Lunch at The Butcher’s Arms in Sheepscombe, a fine pub, with a big menu. Marie and I share a plate of tacos, as I consume a Bruscombe Bitter from Bristol. We get back to our room in time for the last 10 minutes of Saracen’s win over Sale in the Grand Final of England’s Premier Rugby Union competition. ‘Just Stop Oil’ protesters had disrupted the game earlier. Owen Farrell, son of former Great Britain rugby league skipper, Andy Farrell, is captain of Saracens. Retiring Sale skipper, South African Jono Ross, says the club’s excellent season was a boost for the game in the north. He didn’t add, where rugby league is king. The best player in the Grand Final wins the Peter Deakin Memorial Medal, named after former rugby league journalist and promotions man who put Bradford Bulls on the map, before taking the bigger money on offer in the 15 man game. I had a bit to do with Peter and sat beside him once, on a flight from Brisbane to Auckland, where we had a great chat about rugby league, his first love.
SUNDAY, MAY 28
Wake to episode of Everybody Loves Raymond. At breakfast, we chat to a couple from London, here for a wedding. They are originally from Hamburg in Germany, and he had lived in Australia (Sydney and Melbourne) for 10 years. I didn’t ask him what he thought of the culture. An American mum and daughter (San Francisco) join us. They are walking the Cotswolds Way. The mum says lots of businesses are leaving California and relocating to places such as Texas and Florida, for more favourable tax environs. The London lady (ex-Hamburg) sarcastically quips that they might be leaving because of the forest fires. No doubt she was making a point about climate change, and also having a go at the US lady’s capitalist views. The US lady, who was Cambridge educated, describes homelessness in California as an industry. All four of our co-diners have vegetarian breakfasts. I have full English breakfast, which includes superb local bacon. As we check-out, Iris and Greg comment that we deserve to be commended for voting out a conservative government in Australia. Why is it that people assume you have voted a particular way? We could be the most ardent conservatives on the planet.

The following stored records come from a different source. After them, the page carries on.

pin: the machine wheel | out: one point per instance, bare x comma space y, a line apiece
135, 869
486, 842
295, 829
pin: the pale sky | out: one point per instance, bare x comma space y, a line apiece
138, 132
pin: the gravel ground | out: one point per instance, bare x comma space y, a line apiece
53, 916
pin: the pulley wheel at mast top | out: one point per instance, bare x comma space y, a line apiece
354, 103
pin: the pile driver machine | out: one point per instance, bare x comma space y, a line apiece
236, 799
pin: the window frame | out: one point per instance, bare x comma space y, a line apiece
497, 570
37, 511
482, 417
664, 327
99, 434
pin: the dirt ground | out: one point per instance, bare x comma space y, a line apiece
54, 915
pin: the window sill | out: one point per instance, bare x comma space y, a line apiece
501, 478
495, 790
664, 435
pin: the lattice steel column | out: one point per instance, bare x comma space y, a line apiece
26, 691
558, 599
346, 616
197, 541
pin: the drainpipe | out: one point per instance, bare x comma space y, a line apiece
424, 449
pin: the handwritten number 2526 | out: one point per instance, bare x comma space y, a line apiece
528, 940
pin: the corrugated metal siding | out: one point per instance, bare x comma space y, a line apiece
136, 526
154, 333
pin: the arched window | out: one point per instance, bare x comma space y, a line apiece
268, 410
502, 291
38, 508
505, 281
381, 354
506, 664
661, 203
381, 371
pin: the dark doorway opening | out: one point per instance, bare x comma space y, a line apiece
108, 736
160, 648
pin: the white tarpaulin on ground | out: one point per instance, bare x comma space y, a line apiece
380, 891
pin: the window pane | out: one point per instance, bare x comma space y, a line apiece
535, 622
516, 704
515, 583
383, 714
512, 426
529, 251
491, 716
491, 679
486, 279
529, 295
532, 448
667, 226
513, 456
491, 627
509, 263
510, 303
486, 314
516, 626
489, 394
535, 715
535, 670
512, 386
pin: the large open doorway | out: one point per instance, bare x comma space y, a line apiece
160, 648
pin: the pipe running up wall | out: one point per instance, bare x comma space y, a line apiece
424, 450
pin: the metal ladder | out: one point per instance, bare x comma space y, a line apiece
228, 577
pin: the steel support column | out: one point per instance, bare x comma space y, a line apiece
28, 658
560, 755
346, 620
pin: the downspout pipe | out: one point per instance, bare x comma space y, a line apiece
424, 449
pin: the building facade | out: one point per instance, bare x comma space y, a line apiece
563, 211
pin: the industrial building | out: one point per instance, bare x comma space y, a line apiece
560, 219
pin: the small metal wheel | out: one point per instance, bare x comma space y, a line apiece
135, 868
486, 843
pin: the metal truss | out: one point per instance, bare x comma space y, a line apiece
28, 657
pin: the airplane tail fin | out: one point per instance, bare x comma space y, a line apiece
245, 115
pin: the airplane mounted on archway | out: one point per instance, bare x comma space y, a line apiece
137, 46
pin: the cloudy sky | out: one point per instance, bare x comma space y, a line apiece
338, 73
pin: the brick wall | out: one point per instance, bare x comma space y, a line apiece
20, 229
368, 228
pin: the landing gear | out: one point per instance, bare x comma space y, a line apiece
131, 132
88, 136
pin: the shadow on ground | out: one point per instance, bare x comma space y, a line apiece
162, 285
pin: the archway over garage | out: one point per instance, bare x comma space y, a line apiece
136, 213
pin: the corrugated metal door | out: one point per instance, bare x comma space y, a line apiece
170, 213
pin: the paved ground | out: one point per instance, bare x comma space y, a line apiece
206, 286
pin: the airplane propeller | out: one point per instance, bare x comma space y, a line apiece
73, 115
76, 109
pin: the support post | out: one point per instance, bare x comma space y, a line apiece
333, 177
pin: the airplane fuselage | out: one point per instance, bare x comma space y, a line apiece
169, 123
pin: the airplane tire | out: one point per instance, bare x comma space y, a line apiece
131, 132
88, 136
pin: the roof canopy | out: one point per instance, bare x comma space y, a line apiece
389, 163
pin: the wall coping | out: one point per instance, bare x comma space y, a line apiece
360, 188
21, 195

Marie and I get a cab to Stroud with our driver, Ron Goddard talking lawn bowls for most of the journey. He is president of the Falcon club, and his garage sponsors the club’s teams. In Stroud, we stay at the Clothiers Arms pub, which has DJs in the beer garden all afternoon and into the evening. We explore Stroud central, and then walk a stretch of the Thames/Severn Canal, having morning tea and lunch at excellent The Snug at Wallbridge Lock. To our toom in time to see Israel Folau score for a World XV against the Barbararians at Twickenham, Fellow convert from rugby league Semi Radradra is also in the World side, and makes excellent ground every time he touches the ball, in what is a very loose game.

Footnote: In Painswick we had intended to stay two nights at The Court House, but, at the last minute, they told us the place was being shut for renovations. We booked through Booking.Com. A number of people in Painswick raised their eyebrows when we mentioned The Court House.